Nyai Ontosoroh, tulis Pram dalam Bumi Manusia, adalah pemilik Perusahaan Pertanian Buitenzorg. Ia sendiri bernama asli Sanikem yang di umur 14 tahun dijual oleh ayah kandungnya, seorang juru tulis di pabrik gula Tulangan, Sidoarjo, demi mendapatkan jabatan yang diinginkan kepada seorang Belanda bernama Herman Mellema; yang belakangan menjadikannya sebagai gundik sehingga ia terpaksa menerima julukan “Nyai”.
Kehilangan kehormatan karena dijual tak lantas membuatnya mengamini keterpurukan. Ia justru bangkit dan bertekad menentukan nasibnya sendiri. Memanfaatkan kekayaan dan akses pengetahuan yang dimiliki oleh tuannya, Sanikem alias Nyai Ontosoroh belajar berhitung serta baca tulis.
Nampaknya Nyai Ontosoroh berusaha untuk merubah citra umum di masanya bahwa seseorang yang sudah terlanjur menjadi gundik–yang dipandang asusila dalam struktur sosial masyarakat–juga dapat memperbaiki harga dirinya. Sialnya, di kemudian hari ia tak hanya menguasai bahasa Belanda dengan cukup baik dan fasih namun juga piawai mengerjakan urusan perkantoran macam pembukuan, dagang, administrasi dan surat menyurat.
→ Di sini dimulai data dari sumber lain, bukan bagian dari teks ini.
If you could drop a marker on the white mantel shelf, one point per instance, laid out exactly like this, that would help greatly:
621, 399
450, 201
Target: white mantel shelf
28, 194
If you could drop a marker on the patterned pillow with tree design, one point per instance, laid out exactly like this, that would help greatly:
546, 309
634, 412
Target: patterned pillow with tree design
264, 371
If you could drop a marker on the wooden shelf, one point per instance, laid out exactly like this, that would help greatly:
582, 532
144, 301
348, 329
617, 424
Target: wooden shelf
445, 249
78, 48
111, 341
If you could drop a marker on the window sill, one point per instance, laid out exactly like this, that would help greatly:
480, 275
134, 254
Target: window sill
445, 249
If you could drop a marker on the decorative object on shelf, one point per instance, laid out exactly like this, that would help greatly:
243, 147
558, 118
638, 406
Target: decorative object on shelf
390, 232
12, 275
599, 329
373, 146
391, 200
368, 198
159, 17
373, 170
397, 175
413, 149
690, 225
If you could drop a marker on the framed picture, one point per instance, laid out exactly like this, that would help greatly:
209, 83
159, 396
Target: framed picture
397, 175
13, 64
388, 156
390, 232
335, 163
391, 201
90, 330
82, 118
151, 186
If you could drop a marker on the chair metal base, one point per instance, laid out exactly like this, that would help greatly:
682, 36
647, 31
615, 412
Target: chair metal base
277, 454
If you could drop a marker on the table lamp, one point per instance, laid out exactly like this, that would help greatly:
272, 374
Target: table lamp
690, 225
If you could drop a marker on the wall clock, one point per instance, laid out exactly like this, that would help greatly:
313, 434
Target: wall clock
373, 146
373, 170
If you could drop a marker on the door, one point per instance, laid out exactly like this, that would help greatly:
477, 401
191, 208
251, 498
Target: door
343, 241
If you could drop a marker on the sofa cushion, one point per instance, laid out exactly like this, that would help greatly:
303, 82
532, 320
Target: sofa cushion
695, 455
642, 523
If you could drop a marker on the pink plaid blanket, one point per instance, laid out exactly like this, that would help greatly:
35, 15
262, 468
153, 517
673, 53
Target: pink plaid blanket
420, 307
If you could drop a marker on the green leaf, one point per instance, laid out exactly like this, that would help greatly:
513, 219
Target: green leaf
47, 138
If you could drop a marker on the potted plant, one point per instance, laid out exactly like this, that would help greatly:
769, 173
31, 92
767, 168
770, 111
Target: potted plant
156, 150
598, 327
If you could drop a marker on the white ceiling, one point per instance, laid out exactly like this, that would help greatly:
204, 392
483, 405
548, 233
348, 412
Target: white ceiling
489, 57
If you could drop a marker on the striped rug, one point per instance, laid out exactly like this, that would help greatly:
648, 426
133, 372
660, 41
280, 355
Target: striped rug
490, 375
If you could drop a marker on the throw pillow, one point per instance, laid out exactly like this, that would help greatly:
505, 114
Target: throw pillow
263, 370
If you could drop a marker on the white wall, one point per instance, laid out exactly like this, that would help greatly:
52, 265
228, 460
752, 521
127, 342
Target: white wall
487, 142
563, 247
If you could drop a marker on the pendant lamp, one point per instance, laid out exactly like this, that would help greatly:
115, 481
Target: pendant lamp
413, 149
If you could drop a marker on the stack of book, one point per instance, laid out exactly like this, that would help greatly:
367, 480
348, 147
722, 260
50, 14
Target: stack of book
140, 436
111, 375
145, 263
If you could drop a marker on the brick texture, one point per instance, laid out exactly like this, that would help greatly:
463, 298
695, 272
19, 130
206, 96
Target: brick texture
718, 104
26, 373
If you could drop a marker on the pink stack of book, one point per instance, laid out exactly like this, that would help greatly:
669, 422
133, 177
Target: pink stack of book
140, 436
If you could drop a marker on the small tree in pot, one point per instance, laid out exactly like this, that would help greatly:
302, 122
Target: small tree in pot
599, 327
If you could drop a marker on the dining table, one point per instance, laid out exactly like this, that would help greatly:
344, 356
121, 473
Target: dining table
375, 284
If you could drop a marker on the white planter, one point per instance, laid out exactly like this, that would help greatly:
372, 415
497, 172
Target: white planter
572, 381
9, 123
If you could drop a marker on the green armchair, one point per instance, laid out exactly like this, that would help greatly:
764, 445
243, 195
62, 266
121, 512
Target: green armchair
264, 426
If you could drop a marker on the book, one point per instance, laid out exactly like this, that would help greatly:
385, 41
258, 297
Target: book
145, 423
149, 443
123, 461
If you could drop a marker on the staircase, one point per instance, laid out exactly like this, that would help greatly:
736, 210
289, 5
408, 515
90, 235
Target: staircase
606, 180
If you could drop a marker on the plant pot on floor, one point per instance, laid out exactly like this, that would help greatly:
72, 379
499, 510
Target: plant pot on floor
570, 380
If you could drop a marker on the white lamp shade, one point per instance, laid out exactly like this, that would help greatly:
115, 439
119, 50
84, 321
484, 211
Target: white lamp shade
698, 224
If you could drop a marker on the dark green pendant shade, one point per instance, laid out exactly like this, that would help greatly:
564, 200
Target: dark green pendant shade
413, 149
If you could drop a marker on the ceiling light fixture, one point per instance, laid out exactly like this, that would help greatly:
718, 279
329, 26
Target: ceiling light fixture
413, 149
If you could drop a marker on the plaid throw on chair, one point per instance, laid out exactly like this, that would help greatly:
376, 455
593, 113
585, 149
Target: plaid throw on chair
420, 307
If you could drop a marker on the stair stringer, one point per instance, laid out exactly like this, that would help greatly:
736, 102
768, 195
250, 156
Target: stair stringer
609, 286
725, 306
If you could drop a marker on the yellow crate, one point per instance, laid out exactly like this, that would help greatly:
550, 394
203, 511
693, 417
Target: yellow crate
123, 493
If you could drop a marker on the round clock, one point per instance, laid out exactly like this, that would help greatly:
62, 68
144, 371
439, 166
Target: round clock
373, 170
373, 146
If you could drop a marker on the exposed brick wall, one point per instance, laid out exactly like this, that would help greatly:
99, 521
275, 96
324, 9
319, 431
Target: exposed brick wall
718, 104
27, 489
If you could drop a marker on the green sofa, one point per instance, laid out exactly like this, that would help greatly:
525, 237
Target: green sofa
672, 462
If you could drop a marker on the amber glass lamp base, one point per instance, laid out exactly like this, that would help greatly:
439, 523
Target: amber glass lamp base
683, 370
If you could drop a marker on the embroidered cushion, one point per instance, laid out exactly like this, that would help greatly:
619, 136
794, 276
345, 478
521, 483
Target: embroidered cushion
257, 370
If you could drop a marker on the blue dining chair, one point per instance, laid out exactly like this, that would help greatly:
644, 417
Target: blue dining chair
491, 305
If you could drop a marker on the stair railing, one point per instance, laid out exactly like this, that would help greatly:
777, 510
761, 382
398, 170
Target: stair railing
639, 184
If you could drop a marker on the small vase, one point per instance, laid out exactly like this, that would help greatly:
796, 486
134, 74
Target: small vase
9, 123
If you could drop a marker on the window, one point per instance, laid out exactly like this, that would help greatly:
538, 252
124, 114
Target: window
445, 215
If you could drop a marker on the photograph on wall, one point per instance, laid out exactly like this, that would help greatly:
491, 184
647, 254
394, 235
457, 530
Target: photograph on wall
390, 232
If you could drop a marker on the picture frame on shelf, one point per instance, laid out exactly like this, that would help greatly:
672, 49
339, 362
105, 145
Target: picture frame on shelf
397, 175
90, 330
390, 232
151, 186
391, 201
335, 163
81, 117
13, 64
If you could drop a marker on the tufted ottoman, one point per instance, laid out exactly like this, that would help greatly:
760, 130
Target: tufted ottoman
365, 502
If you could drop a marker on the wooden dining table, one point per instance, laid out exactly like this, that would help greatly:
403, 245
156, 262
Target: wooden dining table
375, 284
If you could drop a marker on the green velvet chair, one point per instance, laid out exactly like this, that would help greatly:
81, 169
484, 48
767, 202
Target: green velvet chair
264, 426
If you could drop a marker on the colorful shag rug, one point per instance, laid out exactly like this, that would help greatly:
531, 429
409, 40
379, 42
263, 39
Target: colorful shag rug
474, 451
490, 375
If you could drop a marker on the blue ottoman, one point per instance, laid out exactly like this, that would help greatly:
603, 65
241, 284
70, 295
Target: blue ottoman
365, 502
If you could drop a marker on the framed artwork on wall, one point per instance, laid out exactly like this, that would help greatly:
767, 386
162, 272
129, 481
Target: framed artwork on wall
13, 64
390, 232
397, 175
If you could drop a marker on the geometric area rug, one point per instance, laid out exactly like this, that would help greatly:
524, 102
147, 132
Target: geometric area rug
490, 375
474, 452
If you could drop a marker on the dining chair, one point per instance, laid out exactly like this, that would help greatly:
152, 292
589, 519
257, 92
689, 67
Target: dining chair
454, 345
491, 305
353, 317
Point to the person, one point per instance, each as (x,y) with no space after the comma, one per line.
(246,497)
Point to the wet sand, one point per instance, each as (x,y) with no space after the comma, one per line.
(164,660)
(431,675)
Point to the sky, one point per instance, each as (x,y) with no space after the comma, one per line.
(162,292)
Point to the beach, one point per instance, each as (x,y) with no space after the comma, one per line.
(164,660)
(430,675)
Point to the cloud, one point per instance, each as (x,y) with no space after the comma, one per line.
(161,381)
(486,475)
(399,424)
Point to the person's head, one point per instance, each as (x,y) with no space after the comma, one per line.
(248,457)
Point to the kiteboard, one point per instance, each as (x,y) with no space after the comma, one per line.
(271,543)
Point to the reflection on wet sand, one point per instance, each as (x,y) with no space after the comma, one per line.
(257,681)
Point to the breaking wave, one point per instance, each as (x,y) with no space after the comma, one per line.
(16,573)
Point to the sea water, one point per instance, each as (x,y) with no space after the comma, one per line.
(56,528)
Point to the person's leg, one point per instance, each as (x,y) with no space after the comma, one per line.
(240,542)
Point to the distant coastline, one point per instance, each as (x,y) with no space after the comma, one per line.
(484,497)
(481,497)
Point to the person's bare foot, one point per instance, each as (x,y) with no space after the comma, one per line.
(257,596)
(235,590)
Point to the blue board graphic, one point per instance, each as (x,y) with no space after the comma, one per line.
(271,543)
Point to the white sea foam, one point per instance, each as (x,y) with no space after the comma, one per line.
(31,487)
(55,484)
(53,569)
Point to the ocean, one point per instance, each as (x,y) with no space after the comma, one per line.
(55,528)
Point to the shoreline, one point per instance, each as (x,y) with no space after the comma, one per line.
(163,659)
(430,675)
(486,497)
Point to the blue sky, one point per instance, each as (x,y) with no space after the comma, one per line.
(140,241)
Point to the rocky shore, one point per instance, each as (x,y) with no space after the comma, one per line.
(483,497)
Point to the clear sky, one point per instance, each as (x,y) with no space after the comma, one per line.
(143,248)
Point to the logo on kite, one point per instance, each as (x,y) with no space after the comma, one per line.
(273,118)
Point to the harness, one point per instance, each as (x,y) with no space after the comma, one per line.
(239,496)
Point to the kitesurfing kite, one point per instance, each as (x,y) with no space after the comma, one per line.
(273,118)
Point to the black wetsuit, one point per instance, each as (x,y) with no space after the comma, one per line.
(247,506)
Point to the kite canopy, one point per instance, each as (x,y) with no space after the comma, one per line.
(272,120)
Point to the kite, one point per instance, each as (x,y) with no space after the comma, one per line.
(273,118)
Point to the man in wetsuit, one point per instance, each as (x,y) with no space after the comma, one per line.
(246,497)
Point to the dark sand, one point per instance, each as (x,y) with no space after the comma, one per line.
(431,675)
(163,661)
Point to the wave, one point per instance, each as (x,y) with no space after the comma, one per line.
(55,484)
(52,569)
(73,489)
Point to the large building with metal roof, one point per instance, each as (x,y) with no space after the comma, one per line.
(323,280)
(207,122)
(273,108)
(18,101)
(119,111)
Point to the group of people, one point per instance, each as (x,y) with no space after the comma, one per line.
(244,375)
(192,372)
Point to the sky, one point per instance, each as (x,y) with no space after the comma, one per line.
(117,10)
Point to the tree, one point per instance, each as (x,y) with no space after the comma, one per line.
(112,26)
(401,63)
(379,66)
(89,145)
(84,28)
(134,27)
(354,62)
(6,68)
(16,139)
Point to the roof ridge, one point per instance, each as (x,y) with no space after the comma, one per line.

Sebuah kemampuan yang bahkan jarang dimiliki oleh lawan jenisnya di masa itu.
Sosoknya yang mandiri mampu menepis anggapan bahwa perempuan hanya pantas untuk urusan dapur-kasur dan tidak berhak mendapatkan tempat yang lebih layak:
“Aku memang ada ayah, dulu, sekarang tidak. Kalau dia bukan tamu tuan, sudah aku usir.”
“Jangan,” tegah Tuan.
“Lebih baik pergi dari sini daripada menemuinya.”
“Kalau pergi, bagaimana aku? Bagaimana sapi-sapi itu? Tak ada yang bisa mengurusnya.”
“Banyak orang bisa disewa buat mengurusnya.”
“Sapi-sapi itu hanya mengenal kau.”
Begitulah, aku mulai mengerti, sesungguhnya Mama sama sekali tidak tergantung pada Tuan Mellema. Sebaliknya, dia yang tergantung padaku. Jadi Mama lantas mengambil sikap ikut menentukan segala perkara. (Bumi Manusia, hlm. 93).
Dan seperti yang telah dikatakan Kundera, Nyai Ontosoroh adalah palu yang memukul tuan pemilik palu itu sendiri. Ia membalikkan dominasi Herman Mellema. Bahkan ketika tuannya mati karena dibunuh orang tak dikenal, ia mampu mengelola perusahaan Buitenzorg dengan pengetahuan yang telah dimilikinya.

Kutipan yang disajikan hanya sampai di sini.